Revisando unos libros de arte en una de estas calurosas tardes de estío, donde no está permitido salir a la calle por el abrumador calor del sol, he descubierto algunos fragmentos de las pinturas de la cueva de Altamira.
Nunca había reparado en su colorido, en la plasticidad de sus formas, en la expresión y mucho menos en su simbología, que a día de hoy sigue sin estar clara. He intentado comprender su significado y ponerme en la piel de uno de esos hombres del período Magdaleniense sin éxito.
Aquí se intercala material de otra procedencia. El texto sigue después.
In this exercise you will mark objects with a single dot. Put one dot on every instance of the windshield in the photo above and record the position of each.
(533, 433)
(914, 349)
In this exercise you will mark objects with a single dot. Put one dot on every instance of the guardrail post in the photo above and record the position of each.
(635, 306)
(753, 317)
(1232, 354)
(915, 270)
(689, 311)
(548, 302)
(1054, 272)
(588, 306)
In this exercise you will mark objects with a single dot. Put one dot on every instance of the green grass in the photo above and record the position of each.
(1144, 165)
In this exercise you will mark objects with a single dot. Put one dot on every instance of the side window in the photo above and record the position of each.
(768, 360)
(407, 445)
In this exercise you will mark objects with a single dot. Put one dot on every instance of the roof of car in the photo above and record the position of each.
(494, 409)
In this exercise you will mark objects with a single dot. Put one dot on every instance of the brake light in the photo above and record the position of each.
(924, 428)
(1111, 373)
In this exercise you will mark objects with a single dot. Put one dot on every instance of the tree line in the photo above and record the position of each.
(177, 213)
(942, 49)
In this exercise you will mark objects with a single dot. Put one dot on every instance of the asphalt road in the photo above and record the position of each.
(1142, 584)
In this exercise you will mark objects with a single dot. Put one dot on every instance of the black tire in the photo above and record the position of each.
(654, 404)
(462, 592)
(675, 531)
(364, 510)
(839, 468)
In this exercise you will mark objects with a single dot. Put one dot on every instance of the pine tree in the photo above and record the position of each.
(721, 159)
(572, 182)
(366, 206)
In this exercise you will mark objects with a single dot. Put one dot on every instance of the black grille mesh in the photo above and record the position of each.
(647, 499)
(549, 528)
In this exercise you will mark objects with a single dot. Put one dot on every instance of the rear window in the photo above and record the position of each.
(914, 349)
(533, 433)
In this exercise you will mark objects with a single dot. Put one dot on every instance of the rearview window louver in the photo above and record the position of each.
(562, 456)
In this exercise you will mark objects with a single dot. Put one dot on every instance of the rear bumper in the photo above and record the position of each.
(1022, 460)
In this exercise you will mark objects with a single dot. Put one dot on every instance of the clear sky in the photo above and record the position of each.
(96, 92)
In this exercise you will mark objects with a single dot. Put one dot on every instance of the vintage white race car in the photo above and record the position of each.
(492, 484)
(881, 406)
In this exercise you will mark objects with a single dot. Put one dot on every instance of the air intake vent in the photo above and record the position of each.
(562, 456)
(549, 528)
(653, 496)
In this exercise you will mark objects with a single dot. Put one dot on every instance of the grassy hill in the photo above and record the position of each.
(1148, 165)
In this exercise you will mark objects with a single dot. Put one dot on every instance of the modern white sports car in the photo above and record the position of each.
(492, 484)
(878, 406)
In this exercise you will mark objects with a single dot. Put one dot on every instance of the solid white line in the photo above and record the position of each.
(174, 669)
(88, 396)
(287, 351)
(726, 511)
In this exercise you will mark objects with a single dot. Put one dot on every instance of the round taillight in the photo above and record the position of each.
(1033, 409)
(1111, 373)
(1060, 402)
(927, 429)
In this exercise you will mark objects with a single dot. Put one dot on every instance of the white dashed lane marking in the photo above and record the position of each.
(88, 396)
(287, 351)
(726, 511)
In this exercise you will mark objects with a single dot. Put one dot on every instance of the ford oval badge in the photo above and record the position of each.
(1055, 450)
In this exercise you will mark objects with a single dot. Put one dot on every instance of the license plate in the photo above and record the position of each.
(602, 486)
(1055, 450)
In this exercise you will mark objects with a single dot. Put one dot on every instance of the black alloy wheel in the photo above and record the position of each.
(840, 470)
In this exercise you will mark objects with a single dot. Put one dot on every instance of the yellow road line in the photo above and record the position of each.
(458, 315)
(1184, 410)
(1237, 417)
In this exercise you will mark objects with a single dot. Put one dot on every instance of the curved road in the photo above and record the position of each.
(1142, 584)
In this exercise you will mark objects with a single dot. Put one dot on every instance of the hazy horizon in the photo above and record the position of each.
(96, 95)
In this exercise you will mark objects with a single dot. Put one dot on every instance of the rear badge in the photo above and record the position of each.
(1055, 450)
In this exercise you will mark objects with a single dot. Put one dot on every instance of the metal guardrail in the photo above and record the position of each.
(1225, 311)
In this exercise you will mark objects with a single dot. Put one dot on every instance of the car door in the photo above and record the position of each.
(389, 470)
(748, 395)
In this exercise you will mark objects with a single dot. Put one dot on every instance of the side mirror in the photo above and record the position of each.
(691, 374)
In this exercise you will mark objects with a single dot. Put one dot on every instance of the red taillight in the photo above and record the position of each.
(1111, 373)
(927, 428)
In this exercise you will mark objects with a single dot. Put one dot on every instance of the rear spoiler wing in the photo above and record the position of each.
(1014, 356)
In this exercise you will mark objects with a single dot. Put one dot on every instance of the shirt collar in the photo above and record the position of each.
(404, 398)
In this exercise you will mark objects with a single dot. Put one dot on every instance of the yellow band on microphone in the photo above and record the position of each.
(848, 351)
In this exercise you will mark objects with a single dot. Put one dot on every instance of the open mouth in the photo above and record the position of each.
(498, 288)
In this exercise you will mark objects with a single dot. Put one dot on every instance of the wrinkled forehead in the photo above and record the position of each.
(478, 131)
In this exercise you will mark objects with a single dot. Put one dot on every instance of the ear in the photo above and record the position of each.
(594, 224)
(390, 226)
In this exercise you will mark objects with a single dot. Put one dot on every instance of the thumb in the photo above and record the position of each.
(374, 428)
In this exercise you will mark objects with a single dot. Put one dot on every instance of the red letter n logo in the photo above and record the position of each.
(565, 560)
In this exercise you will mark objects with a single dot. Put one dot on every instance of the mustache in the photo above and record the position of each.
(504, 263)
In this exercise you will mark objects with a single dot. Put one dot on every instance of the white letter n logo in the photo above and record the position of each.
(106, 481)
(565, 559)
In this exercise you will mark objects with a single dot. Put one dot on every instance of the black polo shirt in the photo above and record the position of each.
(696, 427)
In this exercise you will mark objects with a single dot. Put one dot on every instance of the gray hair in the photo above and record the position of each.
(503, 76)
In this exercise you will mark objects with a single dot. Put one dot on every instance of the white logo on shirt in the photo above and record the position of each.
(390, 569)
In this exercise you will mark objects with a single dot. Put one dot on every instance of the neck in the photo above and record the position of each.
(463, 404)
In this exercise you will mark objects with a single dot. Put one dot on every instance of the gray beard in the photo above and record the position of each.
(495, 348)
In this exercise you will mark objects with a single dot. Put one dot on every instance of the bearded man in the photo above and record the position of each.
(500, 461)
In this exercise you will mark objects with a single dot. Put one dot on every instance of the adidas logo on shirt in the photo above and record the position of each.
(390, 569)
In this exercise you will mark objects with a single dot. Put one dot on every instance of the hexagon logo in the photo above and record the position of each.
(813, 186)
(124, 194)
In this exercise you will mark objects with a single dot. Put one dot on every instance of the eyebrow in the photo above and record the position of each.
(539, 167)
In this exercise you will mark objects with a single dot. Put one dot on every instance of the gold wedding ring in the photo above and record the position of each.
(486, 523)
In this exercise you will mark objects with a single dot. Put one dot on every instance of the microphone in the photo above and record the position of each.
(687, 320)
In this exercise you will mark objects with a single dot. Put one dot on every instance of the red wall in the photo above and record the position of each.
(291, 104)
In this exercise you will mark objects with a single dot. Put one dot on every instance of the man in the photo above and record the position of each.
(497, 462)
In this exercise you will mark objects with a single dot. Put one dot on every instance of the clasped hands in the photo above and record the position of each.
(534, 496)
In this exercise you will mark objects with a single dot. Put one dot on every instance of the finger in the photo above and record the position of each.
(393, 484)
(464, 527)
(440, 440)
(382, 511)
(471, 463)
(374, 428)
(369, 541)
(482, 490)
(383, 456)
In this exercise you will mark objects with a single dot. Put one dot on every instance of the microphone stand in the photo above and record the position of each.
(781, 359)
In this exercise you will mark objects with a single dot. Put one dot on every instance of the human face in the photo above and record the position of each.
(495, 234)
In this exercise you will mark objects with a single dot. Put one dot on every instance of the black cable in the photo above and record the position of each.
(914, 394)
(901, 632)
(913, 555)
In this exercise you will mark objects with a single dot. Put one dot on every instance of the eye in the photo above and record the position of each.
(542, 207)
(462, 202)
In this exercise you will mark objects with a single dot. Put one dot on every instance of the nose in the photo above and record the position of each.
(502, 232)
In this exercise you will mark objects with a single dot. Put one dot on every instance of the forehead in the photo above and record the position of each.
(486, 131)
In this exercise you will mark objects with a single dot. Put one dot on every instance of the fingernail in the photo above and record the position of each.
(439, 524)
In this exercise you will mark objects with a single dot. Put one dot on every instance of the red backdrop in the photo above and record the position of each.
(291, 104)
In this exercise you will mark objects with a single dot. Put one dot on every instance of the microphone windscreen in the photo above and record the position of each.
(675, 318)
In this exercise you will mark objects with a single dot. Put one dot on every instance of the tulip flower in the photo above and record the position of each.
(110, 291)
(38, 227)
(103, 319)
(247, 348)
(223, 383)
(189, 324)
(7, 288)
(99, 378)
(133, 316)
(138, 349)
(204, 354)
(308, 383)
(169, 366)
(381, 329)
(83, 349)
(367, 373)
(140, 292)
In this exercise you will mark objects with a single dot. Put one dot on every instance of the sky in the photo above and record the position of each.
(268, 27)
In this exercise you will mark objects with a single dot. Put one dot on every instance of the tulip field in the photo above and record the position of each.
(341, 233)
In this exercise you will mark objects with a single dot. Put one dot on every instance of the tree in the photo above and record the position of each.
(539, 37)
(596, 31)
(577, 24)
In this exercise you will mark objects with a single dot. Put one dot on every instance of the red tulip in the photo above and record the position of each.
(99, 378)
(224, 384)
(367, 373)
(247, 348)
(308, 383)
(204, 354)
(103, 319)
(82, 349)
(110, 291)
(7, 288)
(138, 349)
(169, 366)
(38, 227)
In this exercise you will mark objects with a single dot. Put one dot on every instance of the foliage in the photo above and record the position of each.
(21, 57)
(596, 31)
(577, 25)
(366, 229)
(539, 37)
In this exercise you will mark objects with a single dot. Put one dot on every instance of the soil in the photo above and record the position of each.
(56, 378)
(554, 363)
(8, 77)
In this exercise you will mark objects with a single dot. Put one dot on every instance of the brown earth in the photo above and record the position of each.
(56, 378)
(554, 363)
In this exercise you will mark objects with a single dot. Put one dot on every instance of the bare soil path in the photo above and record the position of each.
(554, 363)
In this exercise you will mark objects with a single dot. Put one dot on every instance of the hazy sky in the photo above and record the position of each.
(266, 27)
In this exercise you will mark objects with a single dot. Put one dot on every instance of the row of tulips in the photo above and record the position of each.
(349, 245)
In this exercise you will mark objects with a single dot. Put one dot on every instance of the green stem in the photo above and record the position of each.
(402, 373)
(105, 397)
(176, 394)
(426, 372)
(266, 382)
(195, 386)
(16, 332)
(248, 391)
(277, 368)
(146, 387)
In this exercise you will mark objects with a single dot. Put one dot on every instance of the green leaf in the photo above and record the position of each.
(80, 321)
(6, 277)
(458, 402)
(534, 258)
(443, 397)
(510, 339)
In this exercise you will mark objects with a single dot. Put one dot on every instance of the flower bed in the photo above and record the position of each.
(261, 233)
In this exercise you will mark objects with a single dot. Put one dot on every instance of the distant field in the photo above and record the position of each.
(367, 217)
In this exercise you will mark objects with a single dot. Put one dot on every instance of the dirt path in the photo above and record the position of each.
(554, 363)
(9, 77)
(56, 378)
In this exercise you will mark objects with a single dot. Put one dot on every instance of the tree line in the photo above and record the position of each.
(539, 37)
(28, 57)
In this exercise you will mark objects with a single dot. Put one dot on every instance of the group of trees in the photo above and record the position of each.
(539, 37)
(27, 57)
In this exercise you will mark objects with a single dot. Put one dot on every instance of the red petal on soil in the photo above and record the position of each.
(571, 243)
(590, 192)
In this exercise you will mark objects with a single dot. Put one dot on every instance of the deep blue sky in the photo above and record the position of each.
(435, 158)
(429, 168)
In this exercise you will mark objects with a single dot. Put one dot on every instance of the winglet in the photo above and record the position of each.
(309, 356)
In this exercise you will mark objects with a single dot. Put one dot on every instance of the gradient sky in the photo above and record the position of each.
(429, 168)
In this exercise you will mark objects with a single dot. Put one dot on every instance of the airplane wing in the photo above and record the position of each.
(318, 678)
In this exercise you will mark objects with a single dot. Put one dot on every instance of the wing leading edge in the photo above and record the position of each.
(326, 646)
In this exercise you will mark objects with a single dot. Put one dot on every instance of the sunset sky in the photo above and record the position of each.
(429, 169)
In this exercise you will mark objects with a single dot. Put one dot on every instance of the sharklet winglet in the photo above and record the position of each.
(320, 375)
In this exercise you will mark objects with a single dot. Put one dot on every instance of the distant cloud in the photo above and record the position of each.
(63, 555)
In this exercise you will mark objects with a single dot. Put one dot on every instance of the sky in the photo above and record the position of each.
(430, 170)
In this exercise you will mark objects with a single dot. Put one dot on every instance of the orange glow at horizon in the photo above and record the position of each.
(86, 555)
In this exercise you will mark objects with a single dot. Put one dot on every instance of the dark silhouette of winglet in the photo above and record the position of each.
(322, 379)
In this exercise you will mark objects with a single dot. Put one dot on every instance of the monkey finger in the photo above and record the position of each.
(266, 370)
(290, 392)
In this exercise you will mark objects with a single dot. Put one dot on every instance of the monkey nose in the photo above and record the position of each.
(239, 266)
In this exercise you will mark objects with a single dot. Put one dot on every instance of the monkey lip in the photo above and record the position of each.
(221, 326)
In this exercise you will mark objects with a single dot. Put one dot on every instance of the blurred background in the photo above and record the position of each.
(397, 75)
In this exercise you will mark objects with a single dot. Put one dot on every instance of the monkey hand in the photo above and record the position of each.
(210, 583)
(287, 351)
Pero sí he llegado a una conclusión, aquellos hombres de hace treinta mil años fueron seguramente unos de los primeros en comenzar a soñar.
En noches de verano como las que nos acompañan ahora, aquellos hombres y mujeres debían contemplar las estrellas como algo mágico en la oscuridad de la noche, la luna debía ser su consejera y la luz del amanecer el camino a seguir en las cacerías que se convertirían en eternas pintadas en el techo de sus cavernas.
A la luz de un mísero candil rudimentario, imaginar una cacería fructífera permitía a aquellos antepasados prehistóricos soñar con lo que más deseaban, con lo que era su modo de vida y sobre todo lo que les permitía entrar en contacto con los espíritus y con lo sobrenatural, en una comunión fraternal entre hombre y Naturaleza. La fantasía revelada a través del sueño tenía que ser plasmada, era una necesidad que hoy llamaríamos posmoderna y que impulsaba al hombre a alcanzar otras cotas que estaban por encima de su pensamiento y que lesobligaban forzosamente a creer en algo superior. Sin saberlo, abrieron la puerta a la pintura, al arte y al simbolismo, creando un enigma sin resolver que forma parte de la historia del arte y que, seguramente, sentó las bases de algo más intenso y misterioso, la capacidad de soñar.
“Sin saberlo, abrieron la puerta a la pintura, al arte y al simbolismo, creando un enigma sin resolver que forma parte de la historia del arte y que, seguramente, sentó las bases de algo más intenso y misterioso, la capacidad de soñar.”